The daily distance,X,covered by a bread seller in a housing estate from Monday to Friday has mean 12 km and standard deviation 0.5 km.For Saturday and Sunday,the daily distance,Y,covered by the bread seller has mean 10 km and standard deviation 0.4 km.

Find mean and variance of the average daily distance,S,covered by the bread seller in 7 days from Monday to Sunday and state whatever assumptions you have made.

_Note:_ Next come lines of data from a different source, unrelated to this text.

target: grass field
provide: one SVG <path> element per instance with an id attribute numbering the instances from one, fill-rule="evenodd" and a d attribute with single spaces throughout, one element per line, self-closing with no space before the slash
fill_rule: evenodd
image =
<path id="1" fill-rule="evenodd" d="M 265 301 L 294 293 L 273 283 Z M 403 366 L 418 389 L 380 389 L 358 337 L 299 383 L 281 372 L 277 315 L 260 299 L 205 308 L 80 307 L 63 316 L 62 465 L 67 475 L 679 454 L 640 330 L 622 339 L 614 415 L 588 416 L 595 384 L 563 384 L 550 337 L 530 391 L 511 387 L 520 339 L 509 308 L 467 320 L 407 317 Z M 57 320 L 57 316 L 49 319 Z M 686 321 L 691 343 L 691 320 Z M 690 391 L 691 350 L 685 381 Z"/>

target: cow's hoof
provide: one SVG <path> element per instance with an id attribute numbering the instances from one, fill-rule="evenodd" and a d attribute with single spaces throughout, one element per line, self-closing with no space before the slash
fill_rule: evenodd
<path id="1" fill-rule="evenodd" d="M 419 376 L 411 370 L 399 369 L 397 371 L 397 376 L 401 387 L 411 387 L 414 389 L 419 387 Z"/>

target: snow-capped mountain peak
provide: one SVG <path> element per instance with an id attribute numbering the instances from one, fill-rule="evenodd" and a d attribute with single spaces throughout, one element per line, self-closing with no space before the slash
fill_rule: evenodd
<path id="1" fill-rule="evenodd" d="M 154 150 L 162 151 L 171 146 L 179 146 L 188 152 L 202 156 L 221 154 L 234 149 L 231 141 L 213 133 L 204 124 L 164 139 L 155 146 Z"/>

I've calculated the mean of S to be 11.43 km from :

S = [5X+2Y]/7
E(S) = (5/7)E(X) + (2/7)E(Y)
= (5/7)(12) + (2/7)(10)
= 11.43 km

Var(S) is given as

Var(S) = (5/49)(0.5^2) + (2/49)(0.4^2)
=0.032 km^2

Shouldn't Var(S) = (25/49)(0.5^2) + (4/49)(0.4^2)
= 0.141 km^2 ???

In this case,we assume that the distance travelled by the bread seller on a certain day as independent of the distance travelled on other days isn't it?

Thanks a lot for your help.

2. Okay, so exactly where did you need that assumption of independence?

If they were not independent, what would you get for the variance?

3. Originally Posted by TKHunny
Okay, so exactly where did you need that assumption of independence?

If they were not independent, what would you get for the variance?
I have no idea.

4. When you added the variances, and did not include a covariance term, this is where you assumed they were independent.